Assim, o interesse de nossos participantes em manter-se no jogo, afirmando tal laço com a escola, foi preservado, e dessa ação, com tais dizeres, começamos a nos questionar sobre esse processo de incursão e criação, pois estava contribuindo com outros olhares para o RPG, pois as alterações realizadas pelas crianças, troca da ideia de personagem para que eles próprios movimentassem poderes, também a troca de cenas entres eles, onde um amigo passava para outro sua vez, dois amigos falando na mesma cena, até mesmo o grupo todo, desse modo a mobilidade do RPG proporcionou as condições, não apenas para ouvir as crianças, mas a sua própria ressignificação.

Atribuímos tais ajustes dados à estrutura como uma manifestação de um devir, que desliza pelos planos, com ou sem convite, resguardando os pensares deste outro infantil, propondo a diferença, mesmo em situações onde já se acredita ter uma diferença em exercício, a criança dá seu tom, mostrando fendas que podem modificar o que tínhamos como um elemento diferente na relação das crianças com jogos, diálogos com os adultos. Neste caso, o RPG foi a diferença proposta às crianças, que acabou sendo dobrado, reinventado, mostrando mais potencialidades para o jogo que antes não enxergávamos, como indaga Lucas: “Pode ser assim tia? Eu quero jogar de eu mesmo”. Essa pergunta desencadeou outras como a de Kaune: “Gosto da mulher maravilha, pode ser eu jogando também?”. A partir dessas vozes nossa ambientação foi modificada para alojar esses dizeres. Kroef (2010, p. 11) também nos fala dessa característica da infância de reinventar, de causar diferenças, ao dizer que

A criança resiste ao enquadramento da ciência. Suas interferências não operam por referentes, deduções, oscilações entre o geral e o específico. Ela afirma a diferença em relação à própria diferença, sem fixar referente, sem estabelecer nenhum par.

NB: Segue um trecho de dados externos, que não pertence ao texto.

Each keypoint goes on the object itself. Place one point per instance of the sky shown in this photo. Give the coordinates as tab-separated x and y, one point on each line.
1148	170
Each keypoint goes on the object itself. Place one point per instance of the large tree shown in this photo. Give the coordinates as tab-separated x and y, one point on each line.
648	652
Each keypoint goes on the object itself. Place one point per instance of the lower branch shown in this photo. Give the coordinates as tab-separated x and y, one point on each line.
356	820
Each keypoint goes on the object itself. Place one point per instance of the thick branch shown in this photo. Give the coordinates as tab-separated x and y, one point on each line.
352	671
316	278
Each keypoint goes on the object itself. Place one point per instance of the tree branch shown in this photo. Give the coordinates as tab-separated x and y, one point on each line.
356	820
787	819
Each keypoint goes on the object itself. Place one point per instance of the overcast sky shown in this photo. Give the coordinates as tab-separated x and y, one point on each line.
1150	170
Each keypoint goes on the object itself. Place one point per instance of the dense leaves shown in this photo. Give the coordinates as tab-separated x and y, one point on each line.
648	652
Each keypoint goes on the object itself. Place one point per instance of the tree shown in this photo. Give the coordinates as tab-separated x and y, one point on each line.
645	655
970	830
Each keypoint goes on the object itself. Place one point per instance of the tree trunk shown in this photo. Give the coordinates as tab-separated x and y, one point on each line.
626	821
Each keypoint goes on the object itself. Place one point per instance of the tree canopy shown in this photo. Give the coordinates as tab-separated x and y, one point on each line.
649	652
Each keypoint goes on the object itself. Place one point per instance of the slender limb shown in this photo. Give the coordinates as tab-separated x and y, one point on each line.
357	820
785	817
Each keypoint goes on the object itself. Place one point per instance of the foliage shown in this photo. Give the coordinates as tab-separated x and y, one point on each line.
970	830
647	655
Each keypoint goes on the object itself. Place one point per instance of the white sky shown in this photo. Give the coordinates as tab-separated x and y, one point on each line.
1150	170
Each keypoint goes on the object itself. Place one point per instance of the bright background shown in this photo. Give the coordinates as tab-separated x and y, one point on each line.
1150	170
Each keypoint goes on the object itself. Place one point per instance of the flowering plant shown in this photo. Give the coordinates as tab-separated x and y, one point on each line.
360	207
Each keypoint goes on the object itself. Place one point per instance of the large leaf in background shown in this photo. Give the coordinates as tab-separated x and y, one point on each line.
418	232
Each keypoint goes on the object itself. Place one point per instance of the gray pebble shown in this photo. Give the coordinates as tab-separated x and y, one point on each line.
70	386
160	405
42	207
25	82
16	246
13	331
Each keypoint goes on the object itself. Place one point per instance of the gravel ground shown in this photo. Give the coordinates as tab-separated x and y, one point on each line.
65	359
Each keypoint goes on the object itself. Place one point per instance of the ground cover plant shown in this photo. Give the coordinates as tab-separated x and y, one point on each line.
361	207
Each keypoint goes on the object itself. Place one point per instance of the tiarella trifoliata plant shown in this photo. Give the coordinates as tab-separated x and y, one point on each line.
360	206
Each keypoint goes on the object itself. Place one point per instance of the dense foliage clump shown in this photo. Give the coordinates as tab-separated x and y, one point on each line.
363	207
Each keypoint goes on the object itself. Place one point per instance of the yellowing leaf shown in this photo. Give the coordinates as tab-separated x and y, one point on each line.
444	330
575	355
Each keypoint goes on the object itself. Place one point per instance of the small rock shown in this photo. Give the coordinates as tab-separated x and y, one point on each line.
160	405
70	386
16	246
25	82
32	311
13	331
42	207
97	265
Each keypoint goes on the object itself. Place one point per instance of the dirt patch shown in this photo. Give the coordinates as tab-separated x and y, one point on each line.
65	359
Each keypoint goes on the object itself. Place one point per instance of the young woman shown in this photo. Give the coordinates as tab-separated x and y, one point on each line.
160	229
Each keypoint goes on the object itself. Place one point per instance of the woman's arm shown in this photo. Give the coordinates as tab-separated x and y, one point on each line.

Pois enquanto pensávamos no RPG em si mesmo, como um elemento imanente para as crianças, elas nos mostraram uma rasura, estabelecendo um modo completamente outro de vivenciar o jogo. De fato, uma diferença dentro do que já achávamos ser puramente incomum frente às metodologias de pesquisa que tivemos acesso, inclusive pelo fato de dar possibilidades de escrita a partir de suas vozes, de suas de inserções. Não há contemplação passiva quando é dado a elas o direito de mudar, inserir, pois as crianças não ladrilham na linha das expectativas, são orientadas a isso, quando essas linhas saem do escopo, o que resta é sua alteridade, seu filosofar, ou como dirá Foucault, conforme Carvalho (2016, p. 73), uma verdade raio.

Foucault utiliza esta expressão para fazer a contraposição ao que ele denominou de verdade-céu. A verdade-céu é da ordem universal, demonstrável, cientifica, logica. A verdade-céu, açambarca “a serie de verdade descoberta (cientificamente), constante, constituída, demonstrada” (FOUCAULT, 2006, p. 304). Mas o raio corta, invasivamente, o céu. Apesar de sua brevidade, ele é potente, capaz de cindir, de traçar rompimentos, e ate de indenciar. Nele, a verdade-raio diz respeito a uma outra serie de experiências na história ocidental da verdade.

A infância, assim como uma verdade-raio, corta toda a nossa história e cultura construídas sob representações, modos de agir e pensar baseados em uma verdade-céu, que ganha ares de universalidade a qualquer preço, deixando o sentir, o imaginar como secundários, pois não há como enquadrá-los. Desta forma surge a infância, tal como um raio, emana na

existência humana como um contraponto, rompendo com determinadas crenças, nos fazendo ver em nosso pensamento alguns achados, ampliando possibilidades, tais como pontuaram nossos participantes.